The pattern below is what works empirically across Claude Code, Cursor, Windsurf, and Codex. Adapt the specifics; keep the shape.

You have access to a context container connected over MCP. The container holds
structured entries about my work: documents I wrote, projects I'm running,
people I collaborate with, and decisions I've recorded over time.

Use the container's tools (wire_search, wire_explore, wire_navigate) when:
- I mention a specific document, project name, or person
- I ask what I wrote, decided, or planned
- I ask about something I clearly should remember but might not state precisely

The container's results carry provenance: source document, chunk position, and
timestamp. Cite the source whenever you answer from container content. If a
question is general knowledge, answer normally without calling the container.

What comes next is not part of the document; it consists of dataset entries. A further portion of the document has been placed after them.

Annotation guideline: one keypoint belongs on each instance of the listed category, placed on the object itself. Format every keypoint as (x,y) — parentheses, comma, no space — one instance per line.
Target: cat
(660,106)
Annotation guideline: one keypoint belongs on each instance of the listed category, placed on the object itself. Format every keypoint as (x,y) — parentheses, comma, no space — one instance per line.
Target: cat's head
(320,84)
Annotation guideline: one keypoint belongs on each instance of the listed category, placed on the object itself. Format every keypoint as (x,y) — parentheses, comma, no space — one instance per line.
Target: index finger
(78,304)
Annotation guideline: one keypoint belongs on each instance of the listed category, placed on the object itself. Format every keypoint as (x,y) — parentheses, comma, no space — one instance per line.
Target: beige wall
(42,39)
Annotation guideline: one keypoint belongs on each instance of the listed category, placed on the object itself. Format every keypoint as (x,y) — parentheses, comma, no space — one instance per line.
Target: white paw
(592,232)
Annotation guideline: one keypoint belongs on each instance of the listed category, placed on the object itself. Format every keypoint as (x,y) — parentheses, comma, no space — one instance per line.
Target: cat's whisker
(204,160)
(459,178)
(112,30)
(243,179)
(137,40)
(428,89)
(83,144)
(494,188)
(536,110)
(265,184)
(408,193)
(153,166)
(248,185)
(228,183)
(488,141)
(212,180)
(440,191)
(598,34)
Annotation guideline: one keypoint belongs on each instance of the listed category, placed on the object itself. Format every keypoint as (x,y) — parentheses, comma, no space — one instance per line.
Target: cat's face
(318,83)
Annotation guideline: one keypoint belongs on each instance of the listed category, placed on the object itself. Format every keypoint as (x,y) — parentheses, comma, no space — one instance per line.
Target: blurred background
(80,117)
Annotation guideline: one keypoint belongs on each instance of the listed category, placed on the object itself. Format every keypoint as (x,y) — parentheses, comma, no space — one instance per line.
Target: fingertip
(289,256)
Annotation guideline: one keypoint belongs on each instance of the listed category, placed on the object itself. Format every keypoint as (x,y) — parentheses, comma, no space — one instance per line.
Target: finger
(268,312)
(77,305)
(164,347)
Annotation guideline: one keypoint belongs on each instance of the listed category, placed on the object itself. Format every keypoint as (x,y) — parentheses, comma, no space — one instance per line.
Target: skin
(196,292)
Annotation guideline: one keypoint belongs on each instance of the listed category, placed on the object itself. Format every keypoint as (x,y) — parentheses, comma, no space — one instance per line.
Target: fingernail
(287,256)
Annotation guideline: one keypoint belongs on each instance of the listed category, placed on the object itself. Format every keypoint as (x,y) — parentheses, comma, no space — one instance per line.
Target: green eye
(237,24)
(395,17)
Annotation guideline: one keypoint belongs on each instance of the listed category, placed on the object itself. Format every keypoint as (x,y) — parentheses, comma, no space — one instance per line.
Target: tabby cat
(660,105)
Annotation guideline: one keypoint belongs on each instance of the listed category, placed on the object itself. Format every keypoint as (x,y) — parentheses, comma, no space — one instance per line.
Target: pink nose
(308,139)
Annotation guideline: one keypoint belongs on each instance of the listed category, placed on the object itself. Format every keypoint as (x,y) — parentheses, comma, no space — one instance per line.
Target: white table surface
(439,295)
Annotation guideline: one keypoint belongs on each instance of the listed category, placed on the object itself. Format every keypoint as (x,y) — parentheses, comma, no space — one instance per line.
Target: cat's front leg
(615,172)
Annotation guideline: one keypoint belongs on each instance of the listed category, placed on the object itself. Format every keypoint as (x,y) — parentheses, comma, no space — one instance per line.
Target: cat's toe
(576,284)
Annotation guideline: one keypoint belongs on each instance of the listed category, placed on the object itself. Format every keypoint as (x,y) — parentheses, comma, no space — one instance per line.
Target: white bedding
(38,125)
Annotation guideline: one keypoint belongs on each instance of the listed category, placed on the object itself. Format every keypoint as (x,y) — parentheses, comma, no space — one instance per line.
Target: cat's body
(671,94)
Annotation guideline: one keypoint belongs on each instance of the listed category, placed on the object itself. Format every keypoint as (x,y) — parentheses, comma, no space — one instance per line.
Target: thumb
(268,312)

To verify the connection: search the container for [a specific document or
project name you remember writing about].

The block is short on purpose. It does three things at once: it gives the agent a skill (when to call the container), it sets a citation convention (so output looks grounded), and it ends with a concrete first call (“verify the connection: search the container for X”). That final line is the activation move. The agent reads it, executes it, gets a real result, and the rest of the session inherits that pattern.

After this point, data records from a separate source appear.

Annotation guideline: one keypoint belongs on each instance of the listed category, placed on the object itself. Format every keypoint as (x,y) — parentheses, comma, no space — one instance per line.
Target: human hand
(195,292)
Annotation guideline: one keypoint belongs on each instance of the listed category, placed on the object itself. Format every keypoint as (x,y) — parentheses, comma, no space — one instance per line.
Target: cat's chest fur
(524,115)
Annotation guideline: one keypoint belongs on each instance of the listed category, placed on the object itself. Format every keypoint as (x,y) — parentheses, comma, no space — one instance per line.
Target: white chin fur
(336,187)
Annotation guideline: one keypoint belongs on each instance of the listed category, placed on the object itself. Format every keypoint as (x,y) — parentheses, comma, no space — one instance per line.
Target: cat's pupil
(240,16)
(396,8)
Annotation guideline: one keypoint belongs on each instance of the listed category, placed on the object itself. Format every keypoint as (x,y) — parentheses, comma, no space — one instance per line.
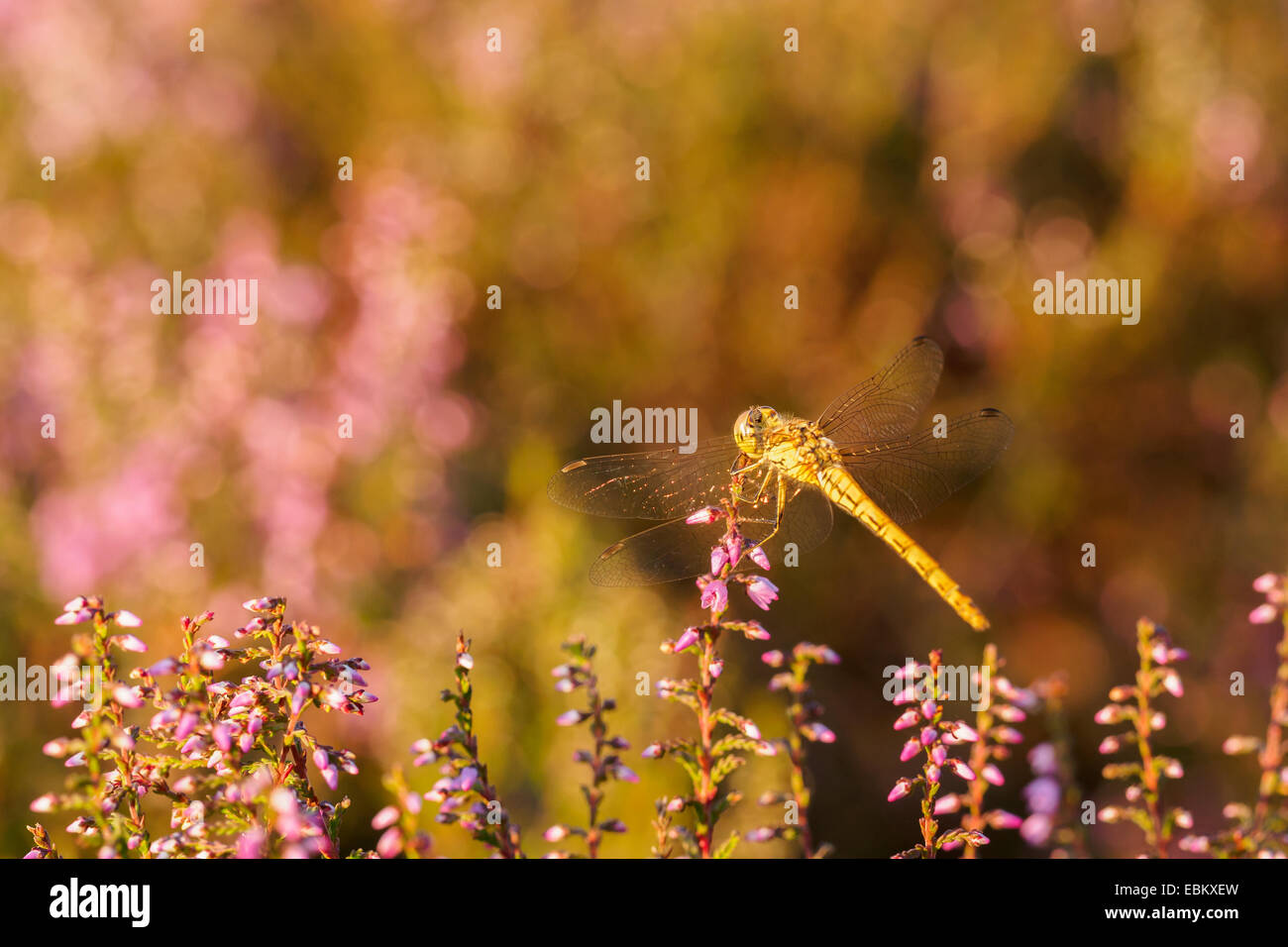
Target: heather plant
(1003,705)
(931,744)
(804,714)
(1260,830)
(230,754)
(708,761)
(603,758)
(464,793)
(1136,705)
(1052,796)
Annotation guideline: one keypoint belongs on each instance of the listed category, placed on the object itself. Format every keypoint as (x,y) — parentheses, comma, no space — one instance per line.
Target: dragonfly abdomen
(845,492)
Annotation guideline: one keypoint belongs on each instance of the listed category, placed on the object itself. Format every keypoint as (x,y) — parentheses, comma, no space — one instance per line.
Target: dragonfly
(785,474)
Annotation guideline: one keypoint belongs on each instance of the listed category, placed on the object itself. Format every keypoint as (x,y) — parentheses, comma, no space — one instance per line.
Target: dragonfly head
(750,429)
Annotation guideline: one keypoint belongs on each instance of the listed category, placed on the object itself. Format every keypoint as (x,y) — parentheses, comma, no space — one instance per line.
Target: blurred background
(518,170)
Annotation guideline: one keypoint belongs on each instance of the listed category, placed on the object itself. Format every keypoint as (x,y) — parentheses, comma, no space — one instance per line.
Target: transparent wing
(651,484)
(910,475)
(890,402)
(683,551)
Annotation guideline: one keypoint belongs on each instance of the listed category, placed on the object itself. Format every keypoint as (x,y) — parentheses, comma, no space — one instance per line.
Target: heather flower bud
(910,718)
(901,789)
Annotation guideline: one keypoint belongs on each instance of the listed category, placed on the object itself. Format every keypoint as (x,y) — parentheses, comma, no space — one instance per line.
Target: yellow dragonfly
(785,474)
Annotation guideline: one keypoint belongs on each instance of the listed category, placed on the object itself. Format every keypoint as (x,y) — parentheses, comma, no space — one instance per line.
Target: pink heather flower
(910,718)
(1261,615)
(901,789)
(818,732)
(719,560)
(127,696)
(715,595)
(1262,583)
(390,843)
(223,737)
(707,514)
(465,781)
(761,591)
(961,770)
(734,547)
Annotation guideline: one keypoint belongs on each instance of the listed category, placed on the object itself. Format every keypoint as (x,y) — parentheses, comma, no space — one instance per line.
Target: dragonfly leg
(778,512)
(741,472)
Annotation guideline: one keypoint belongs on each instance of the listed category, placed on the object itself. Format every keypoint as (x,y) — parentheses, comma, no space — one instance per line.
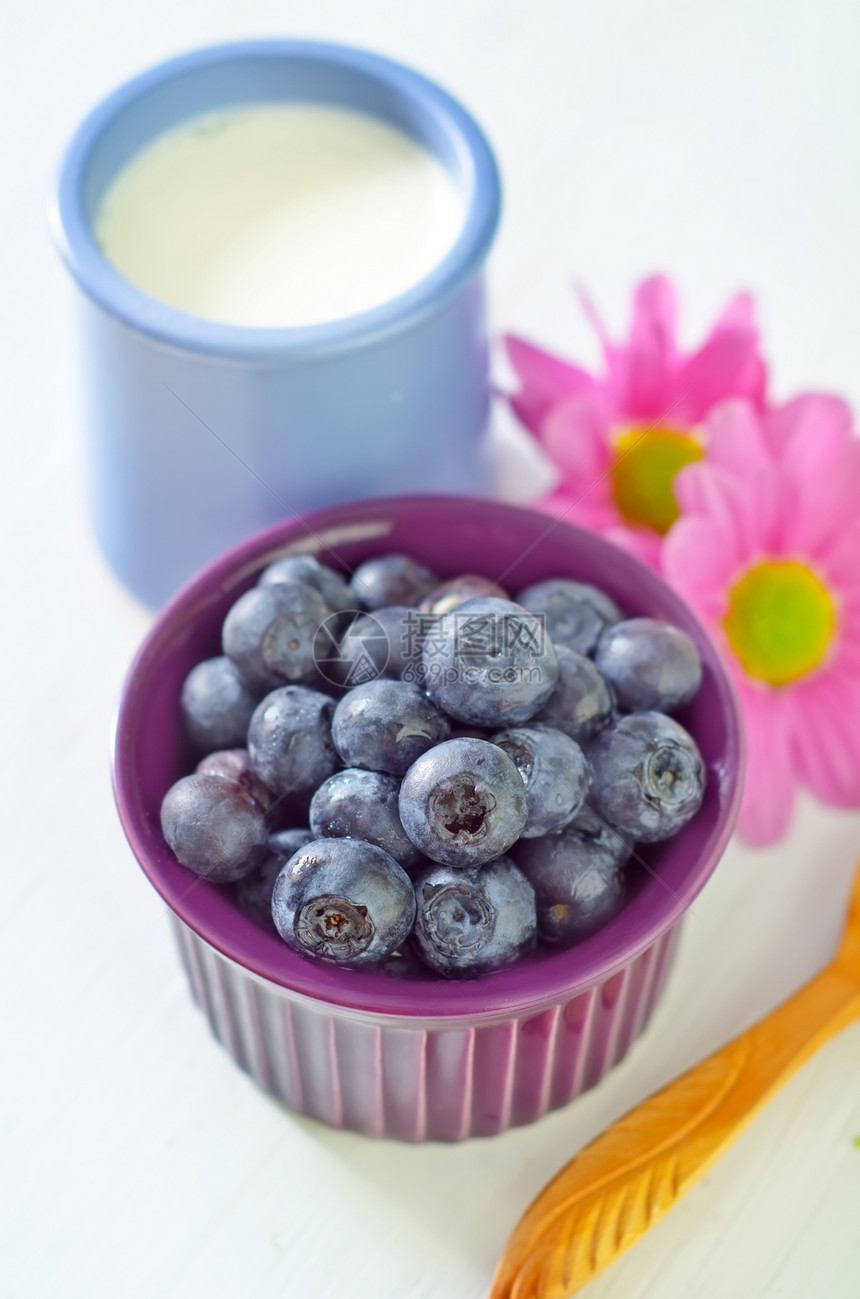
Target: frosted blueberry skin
(234,764)
(364,806)
(290,739)
(582,702)
(253,893)
(386,725)
(274,634)
(216,706)
(578,885)
(308,569)
(555,773)
(463,803)
(590,826)
(648,776)
(452,594)
(574,612)
(489,663)
(383,643)
(213,826)
(344,902)
(472,922)
(391,580)
(651,664)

In Wire, the container ships with the five canonical tools (wire_explore, wire_navigate, wire_search, wire_write, wire_delete) and structured entries with provenance and timestamps on every retrieval, which is what makes the starter block above a one-paste setup rather than a multi-file configuration exercise. The same pattern works against any MCP server whose tools have clear semantic naming and whose results carry enough structure for citations.

The activation gap is fixable but not automatic

Connecting an MCP server is a five-minute task. Closing the first-call gap is a 30-minute task, and most teams skip it because nothing in the integration flow tells them it exists. The integration UI shows “Connected.” The benchmark scores look good. The tool list appears. Then the agent does not use the tool, and the team starts debugging the wrong layer.

The fix is not better tooling, not more tools, and not a smarter model. It is the short skill block, the discriminating description, the anchoring example, and the starter prompt that turns the first call from a hopeful event into a deterministic one. Treat MCP onboarding as a context engineering problem, design the activation surface deliberately, and the install rate stops being a leading indicator that decouples from the usage rate.


Sources: Perplexity CTO on MCP tool description token cost (via Hanzilla) · MCPAgentBench: A Real-world Task Benchmark for Evaluating LLM Agent MCP Tool Use (arXiv 2512.24565) · Quantifying Distributional Robustness of Agentic Tool-Selection (arXiv 2510.03992) · LLM Agent & Tool-Use Benchmarks 2026 — BenchLM · How to Build Deferred Tool Loading for AI Agents in 15 Minutes · Agent Skills vs Tools vs MCP: The Complete Guide (2026)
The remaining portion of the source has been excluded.